If to love means to want only the best for someone, even at the expense of what is good for us, then hatred will require no less of us in the pursuit of wishing the worst for someone. Like trying to hold a beach ball under the surface of a pool, there is a lot of energy required of the person who chooses to hold onto hatred. Debbie Ford is quoted as having said, "Unforgiveness is the poison you drink every day hoping that the other person will die."

It’s my suspicion that, more often than not, we choose to hold on to the debt and the hate because we have made forgiveness harder than it needed to be by adding unnecessary conditions to it. I would like to suggest that if forgiveness seems like a mountain that’s impossible for you to scale, you might do well to make sure you are even “on the right mountain.” Here’s a few pointers which I have found helpful for clarifying what forgiveness should look like:

·        Forgiveness does not depend on my having to first have an apology from another person. In fact, my forgiveness should not require anything from them at all; it’s something that I decide to do, and it’s very personal. Neither does forgiveness depend on the other person changing their behaviour, repenting, or even recognising that they have done anything wrong. It is purely a matter between me and God.
·        Forgiveness does not have anything to do with trust. Trust is my gift to others, and is dependent on how they have treated me in the past. Trust is not blind; trust can be earned and trust can be lost. Trust is always built a lot more slowly after it has been betrayed once before, and sometimes might never be rebuilt. This does not mean that I have not forgiven somebody.

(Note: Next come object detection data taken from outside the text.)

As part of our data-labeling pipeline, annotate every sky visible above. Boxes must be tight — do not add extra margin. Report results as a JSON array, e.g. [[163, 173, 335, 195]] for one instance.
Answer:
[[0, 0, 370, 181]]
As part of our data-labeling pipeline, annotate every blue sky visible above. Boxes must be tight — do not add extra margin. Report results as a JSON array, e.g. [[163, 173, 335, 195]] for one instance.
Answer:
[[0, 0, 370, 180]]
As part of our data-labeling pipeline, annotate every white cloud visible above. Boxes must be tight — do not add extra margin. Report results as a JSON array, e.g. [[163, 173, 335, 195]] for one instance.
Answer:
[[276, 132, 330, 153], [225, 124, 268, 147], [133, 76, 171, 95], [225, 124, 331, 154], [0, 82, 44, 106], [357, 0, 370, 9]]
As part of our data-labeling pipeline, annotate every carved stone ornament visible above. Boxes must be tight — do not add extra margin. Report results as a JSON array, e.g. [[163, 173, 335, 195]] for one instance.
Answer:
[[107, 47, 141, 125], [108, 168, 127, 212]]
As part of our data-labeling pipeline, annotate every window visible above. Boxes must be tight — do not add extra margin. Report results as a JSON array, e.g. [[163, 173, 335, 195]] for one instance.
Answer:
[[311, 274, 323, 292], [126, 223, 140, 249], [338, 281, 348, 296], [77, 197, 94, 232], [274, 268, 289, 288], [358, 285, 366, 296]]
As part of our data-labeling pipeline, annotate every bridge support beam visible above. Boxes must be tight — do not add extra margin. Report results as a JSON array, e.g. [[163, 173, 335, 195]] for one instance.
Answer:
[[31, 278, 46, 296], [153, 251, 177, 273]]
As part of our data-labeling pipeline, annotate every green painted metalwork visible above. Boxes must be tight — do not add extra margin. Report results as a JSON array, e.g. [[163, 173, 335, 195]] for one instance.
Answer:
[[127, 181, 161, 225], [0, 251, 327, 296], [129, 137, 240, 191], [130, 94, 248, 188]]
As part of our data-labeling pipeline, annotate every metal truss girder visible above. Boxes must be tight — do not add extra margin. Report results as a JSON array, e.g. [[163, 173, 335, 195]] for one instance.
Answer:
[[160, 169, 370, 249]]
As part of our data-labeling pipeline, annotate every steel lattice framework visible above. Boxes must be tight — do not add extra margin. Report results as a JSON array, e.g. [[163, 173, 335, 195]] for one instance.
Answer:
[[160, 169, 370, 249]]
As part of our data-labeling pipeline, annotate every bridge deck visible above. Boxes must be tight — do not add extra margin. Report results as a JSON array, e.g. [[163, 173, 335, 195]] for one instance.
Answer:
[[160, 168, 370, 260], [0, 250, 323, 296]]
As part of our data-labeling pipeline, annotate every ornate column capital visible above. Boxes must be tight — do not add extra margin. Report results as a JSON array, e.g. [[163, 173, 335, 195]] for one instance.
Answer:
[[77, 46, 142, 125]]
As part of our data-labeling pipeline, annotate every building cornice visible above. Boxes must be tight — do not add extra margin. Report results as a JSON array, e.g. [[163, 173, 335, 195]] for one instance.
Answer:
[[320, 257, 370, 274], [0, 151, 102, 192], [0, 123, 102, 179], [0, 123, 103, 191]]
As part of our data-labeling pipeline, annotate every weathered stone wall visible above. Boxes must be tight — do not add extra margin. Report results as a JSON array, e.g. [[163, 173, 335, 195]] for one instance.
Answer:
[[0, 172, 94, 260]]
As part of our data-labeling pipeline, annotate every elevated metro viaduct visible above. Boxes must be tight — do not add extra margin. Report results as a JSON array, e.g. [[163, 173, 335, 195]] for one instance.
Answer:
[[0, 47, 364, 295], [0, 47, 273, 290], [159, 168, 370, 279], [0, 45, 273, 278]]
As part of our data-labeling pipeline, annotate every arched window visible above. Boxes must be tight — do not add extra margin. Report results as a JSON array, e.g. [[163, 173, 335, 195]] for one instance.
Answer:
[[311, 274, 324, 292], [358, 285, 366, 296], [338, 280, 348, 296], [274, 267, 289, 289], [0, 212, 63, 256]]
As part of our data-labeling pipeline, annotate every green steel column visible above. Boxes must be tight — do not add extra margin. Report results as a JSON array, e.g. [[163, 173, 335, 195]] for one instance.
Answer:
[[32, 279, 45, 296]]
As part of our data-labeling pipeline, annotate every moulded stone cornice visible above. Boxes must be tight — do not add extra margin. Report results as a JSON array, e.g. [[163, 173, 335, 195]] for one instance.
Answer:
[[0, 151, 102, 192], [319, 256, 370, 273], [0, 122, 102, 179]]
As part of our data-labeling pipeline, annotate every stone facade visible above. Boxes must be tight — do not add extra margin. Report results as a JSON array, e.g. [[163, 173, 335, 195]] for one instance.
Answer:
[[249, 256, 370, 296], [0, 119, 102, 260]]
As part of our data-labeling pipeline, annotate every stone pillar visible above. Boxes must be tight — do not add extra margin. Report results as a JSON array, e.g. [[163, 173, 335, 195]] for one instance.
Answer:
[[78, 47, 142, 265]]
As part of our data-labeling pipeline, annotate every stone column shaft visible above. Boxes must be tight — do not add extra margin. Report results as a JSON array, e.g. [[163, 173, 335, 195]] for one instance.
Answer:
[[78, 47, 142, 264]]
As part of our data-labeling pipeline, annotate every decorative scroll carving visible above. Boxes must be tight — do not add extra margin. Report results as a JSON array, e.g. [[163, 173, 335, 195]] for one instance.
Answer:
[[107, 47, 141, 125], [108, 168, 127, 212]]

Forgiveness is about releasing them from the debt of what they have done, not about opening myself up to be abused again.
·        Forgiveness does not mean that I forget the offence or stop hurting. Whilst God says that He can forgive and forget, it is not biologically possible for me to be able to do that; you see, I am not God. The best forgiveness that I can give somebody will actually be the debt that I cancel even though I do still powerfully remember, and do still feel the hurt.
·        Being angry does not mean that I haven’t yet forgiven. My anger is in response to behaviours and events which are not right. Hatred, on the other hand, is about contempt for the person that they are connected to. There is a big difference, and sometimes it is important to draw upon a better kind of anger in order to bring healthy change to our lives and relationships.
·        Creating boundaries around my heart, my soul, my body or anything else which is mine is not a sign of unforgiveness. Healthy boundaries are a sign that I am guarding my heart in the right ways, just as the Bible suggests.
·        Sometimes there will be hard consequences for the actions of those who have hurt me. It does not mean that I am hateful or unforgiving if I do not rush to rescue them from those consequences. In fact, sometimes the other person will benefit greatly when I step back and allow consequences to bring growth and change into their life. As long as I am not taking some sadistic joy in watching them suffer the consequences, this is not unforgiveness either.
Finally, forgiveness is not an event; it is a process. Sometimes I will need to release someone and forgive them several times an hour. The fact that I have to keep forgiving the same offence over and over in my head does not mean that I didn’t really mean it the last hundred times; sometimes that’s just what progress looks like – that I keep forgiving anyway. You might find, as I have, that the duration between having to put it down at the foot of the cross again and again increases over time; maybe once a week, then once a month. Finally, one wonderful day you realise that, although it still hurts, the offence has now moved from the present to the past; the hate has gone, and you are truly free.